Lin Kuan-Hsun, Kao Tzu-Hang, Wang Lei-Chi, Kuo Chen-Tsung, Chen Paul Chih-Hsueh, Chu Yuan-Chia, Yeh Yi-Chen
Department of Information Management, Taipei Veterans General Hospital, Taipei, Taiwan, ROC.
Department of Information Management, National Taipei University of Nursing and Health Sciences, Taipei, Taiwan, ROC.
NPJ Precis Oncol. 2025 May 15;9(1):141. doi: 10.1038/s41698-025-00935-4.

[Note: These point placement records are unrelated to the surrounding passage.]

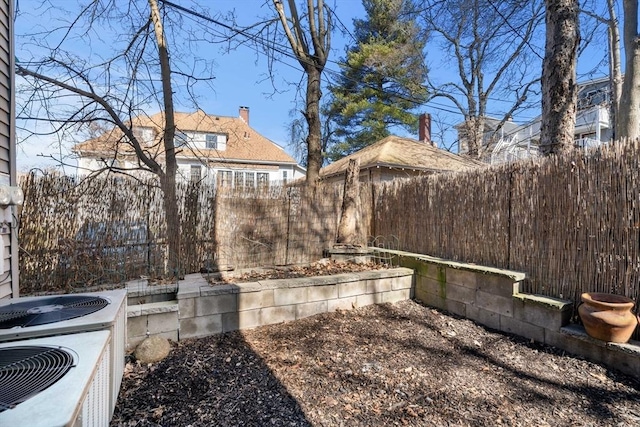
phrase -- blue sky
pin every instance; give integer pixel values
(241, 77)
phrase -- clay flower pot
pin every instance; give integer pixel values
(607, 317)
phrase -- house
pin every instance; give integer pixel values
(397, 157)
(209, 148)
(8, 179)
(511, 142)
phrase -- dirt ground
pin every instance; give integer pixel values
(386, 365)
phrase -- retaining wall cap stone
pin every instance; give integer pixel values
(550, 302)
(517, 276)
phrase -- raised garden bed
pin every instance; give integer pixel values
(391, 364)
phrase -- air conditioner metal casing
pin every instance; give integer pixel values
(81, 397)
(112, 318)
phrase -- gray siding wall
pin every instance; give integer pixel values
(8, 279)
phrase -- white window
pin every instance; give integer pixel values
(263, 180)
(250, 180)
(196, 172)
(216, 141)
(224, 178)
(180, 139)
(238, 179)
(143, 135)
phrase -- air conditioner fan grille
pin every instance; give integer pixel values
(42, 311)
(28, 370)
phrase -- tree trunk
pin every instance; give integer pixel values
(628, 120)
(559, 89)
(168, 178)
(350, 204)
(312, 115)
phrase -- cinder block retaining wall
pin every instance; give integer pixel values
(201, 309)
(492, 297)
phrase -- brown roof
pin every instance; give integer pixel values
(397, 152)
(243, 142)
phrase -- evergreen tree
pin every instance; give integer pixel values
(381, 78)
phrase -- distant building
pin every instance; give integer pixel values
(512, 142)
(396, 157)
(209, 148)
(9, 231)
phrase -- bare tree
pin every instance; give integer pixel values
(490, 47)
(628, 119)
(310, 38)
(559, 88)
(78, 93)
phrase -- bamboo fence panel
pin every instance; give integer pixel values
(572, 222)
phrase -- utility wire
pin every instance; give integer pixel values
(285, 51)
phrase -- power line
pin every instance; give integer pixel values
(285, 51)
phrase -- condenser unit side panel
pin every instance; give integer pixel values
(63, 403)
(99, 320)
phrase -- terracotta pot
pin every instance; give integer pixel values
(607, 317)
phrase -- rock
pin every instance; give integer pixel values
(152, 349)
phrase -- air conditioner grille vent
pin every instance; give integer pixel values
(49, 310)
(28, 370)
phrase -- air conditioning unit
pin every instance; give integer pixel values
(56, 381)
(33, 317)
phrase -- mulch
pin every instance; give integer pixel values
(398, 364)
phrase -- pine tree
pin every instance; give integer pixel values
(381, 78)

Classifying cancer genetic variants based on clinical actionability is crucial yet challenging in precision oncology. Large language models (LLMs) offer potential solutions, but their performance remains underexplored. This study evaluates GPT-4o, Llama 3.1, and Qwen 2.5 in classifying genetic variants from the OncoKB and CIViC databases, as well as a real-world dataset derived from FoundationOne CDx reports. GPT-4o achieved the highest accuracy (0.7318) in distinguishing clinically relevant variants from variants of unknown clinical significance (VUS), outperforming Qwen 2.5 (0.5731) and Llama 3.1 (0.4976). LLMs demonstrated better concordance with expert annotations for variants with strong clinical evidence but exhibited greater inconsistencies for those with weaker evidence. All three models showed a tendency to assign variants to higher evidence levels, suggesting a propensity for overclassification. Prompt engineering significantly improved accuracy, while retrieval-augmented generation (RAG) further enhanced performance. Stability analysis across 100 iterations revealed greater consistency with the CIViC system than with OncoKB. These findings highlight the promise of LLMs in cancer genetic variant classification while underscoring the need for further optimization to improve accuracy, consistency, and clinical applicability.
在精准肿瘤学中,基于临床可操作性对癌症基因变异进行分类至关重要,但也具有挑战性。大语言模型(LLMs)提供了潜在的解决方案,但其性能仍未得到充分探索。本研究评估了GPT-4o、Llama 3.1和Qwen 2.5在对来自OncoKB和CIViC数据库的基因变异以及从FoundationOne CDx报告中获得的真实世界数据集进行分类方面的性能。GPT-4o在区分临床相关变异与临床意义未明的变异(VUS)方面达到了最高准确率(0.7318),优于Qwen 2.5(0.5731)和Llama 3.1(0.4976)。对于具有强有力临床证据的变异,大语言模型与专家注释的一致性更好,但对于证据较弱的变异,一致性则较差。所有三个模型都表现出将变异归为更高证据水平的趋势,这表明存在过度分类的倾向。提示工程显著提高了准确率,而检索增强生成(RAG)进一步提升了性能。在100次迭代中的稳定性分析表明,与CIViC系统相比,与OncoKB的一致性更高。这些发现凸显了大语言模型在癌症基因变异分类中的前景,同时强调了进一步优化以提高准确性、一致性和临床适用性的必要性。